For the next month, the state's independent commission on reapportionment will be touring the state, listening to the public views on how districts for Congress and the state legislature should be drawn up in the wake of the 2020 Census. On Wednesday, they were at the Burchfield Penney Art Center.
There are a lot of rules for drawing up the districts, starting with equal numbers. Beyond that, the public has a lot of views, from racial representation to maintaining communities of interest.
The lines are also very political and Albany Democrats are absolutely in control of the boundaries, subject to possible court cases. The process is so contentious, in fact, that when preliminary lines were drawn, Republicans and Democrats couldn't agree, so each drew up its own lines for the public to see.
Chautauqua County Executive P.J. Wendel pleaded for a Southern Tier congressional district, as it is now and has been.
"The residents of the Southern Tier need a strong voice in Washington. We have distinct needs that cannot be watered down or ignored by having our communities merged into areas dominated by Buffalo and Niagara Falls," Wendel said. "With great respect, the leadership in those counties and those cities you do not share our priorities, interest or ways of life. Traditionally, differences between the Southern Tier, Western and Central New York have been mirrored in the congressional and state legislature district boundaries."
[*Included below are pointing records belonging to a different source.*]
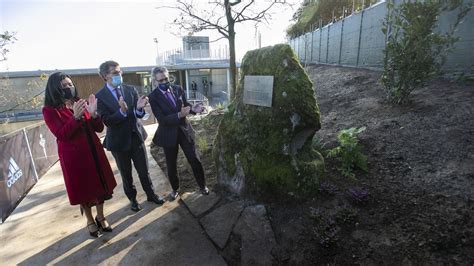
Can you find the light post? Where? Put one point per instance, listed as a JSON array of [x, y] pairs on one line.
[[157, 52]]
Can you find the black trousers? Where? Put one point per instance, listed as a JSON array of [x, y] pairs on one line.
[[171, 154], [124, 159]]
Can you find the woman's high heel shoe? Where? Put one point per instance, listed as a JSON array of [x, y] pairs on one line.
[[93, 229], [103, 224]]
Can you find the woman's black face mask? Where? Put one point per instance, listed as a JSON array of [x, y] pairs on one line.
[[68, 93]]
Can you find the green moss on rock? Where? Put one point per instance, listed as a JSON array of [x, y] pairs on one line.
[[267, 150]]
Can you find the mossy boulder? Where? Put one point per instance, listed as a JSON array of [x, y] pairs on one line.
[[267, 151]]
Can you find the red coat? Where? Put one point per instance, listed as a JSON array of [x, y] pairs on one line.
[[82, 179]]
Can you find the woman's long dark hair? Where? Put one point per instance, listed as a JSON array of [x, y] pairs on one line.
[[53, 95]]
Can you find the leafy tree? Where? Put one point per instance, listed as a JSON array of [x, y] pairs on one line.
[[312, 12], [223, 16], [6, 39], [414, 51], [349, 152]]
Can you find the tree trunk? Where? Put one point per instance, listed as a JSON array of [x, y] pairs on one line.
[[233, 66]]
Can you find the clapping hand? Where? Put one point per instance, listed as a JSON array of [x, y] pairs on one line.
[[184, 111], [142, 102], [92, 106], [123, 105], [78, 108], [198, 108]]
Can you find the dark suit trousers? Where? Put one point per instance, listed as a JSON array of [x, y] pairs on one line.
[[124, 159], [171, 154]]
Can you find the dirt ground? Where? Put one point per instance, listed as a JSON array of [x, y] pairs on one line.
[[414, 206]]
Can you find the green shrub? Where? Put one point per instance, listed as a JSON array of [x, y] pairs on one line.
[[220, 106], [414, 53], [349, 152]]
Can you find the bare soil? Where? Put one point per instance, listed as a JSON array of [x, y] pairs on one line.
[[414, 206]]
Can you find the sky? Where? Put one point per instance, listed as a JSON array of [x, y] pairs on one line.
[[74, 34]]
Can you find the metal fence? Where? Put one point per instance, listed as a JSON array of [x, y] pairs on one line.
[[358, 41]]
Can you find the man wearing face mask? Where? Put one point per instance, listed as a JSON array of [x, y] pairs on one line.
[[170, 107], [120, 108]]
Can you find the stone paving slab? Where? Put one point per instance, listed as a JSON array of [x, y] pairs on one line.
[[257, 236], [45, 229], [220, 222], [198, 203]]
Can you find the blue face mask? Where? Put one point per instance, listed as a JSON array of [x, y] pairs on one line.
[[164, 86], [116, 80]]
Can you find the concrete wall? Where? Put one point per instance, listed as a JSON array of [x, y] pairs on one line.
[[358, 41]]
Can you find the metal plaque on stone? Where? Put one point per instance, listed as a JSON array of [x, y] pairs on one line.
[[258, 90]]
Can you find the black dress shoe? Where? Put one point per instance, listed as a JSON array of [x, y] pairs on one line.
[[93, 229], [173, 195], [204, 191], [156, 199], [103, 224], [135, 206]]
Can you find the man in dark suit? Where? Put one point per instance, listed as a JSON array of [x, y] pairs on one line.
[[120, 107], [170, 107]]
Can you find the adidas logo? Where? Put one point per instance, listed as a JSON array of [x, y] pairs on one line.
[[14, 173]]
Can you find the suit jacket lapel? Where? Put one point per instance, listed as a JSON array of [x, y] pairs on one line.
[[163, 98], [110, 99]]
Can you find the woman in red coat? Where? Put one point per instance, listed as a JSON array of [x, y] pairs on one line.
[[87, 174]]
Corning Republican State Assemblymember Philip Palmesano said some communities are hurt by bad Census numbers for communities with state prisons.
"In the Town of Attica, for example, the Census Bureau reported a population of 227 prisoners in the Wyoming Correctional Facility. The Department of Corrections reported a prison population of 1,165. That leaves the prison block for the Wyoming Correctional Facility with a negative 938. This has the effect of reducing the actual non-prison population in the rest of the Town of Attica by over 25%," Palmesano said.
Those numbers are important because the districts are supposed to have populations as close in numbers as possible.
Shirley Hamilton said that shouldn't mean a district including Niagara Falls and Rochester.
"Buffalo and Niagara Falls are communities of interest, as defined by the redistricting guidelines. We ask that you comply with the Voting Rights Act and the guidelines which created this commission and grant us the right to be a district in which we the people have a voice and demonstrate that our vote matters," Hamilton said.
Hamilton is president of the Niagara Falls branch of the NAACP. She doesn't want another iteration of the infamous "earmuff district," which included the Cataract City and then included a narrow slice of land along Lake Ontario and Rochester.
The deadline for drawing the districts depends on an item on the November ballot, but is either Jan. 1 or Jan. 15.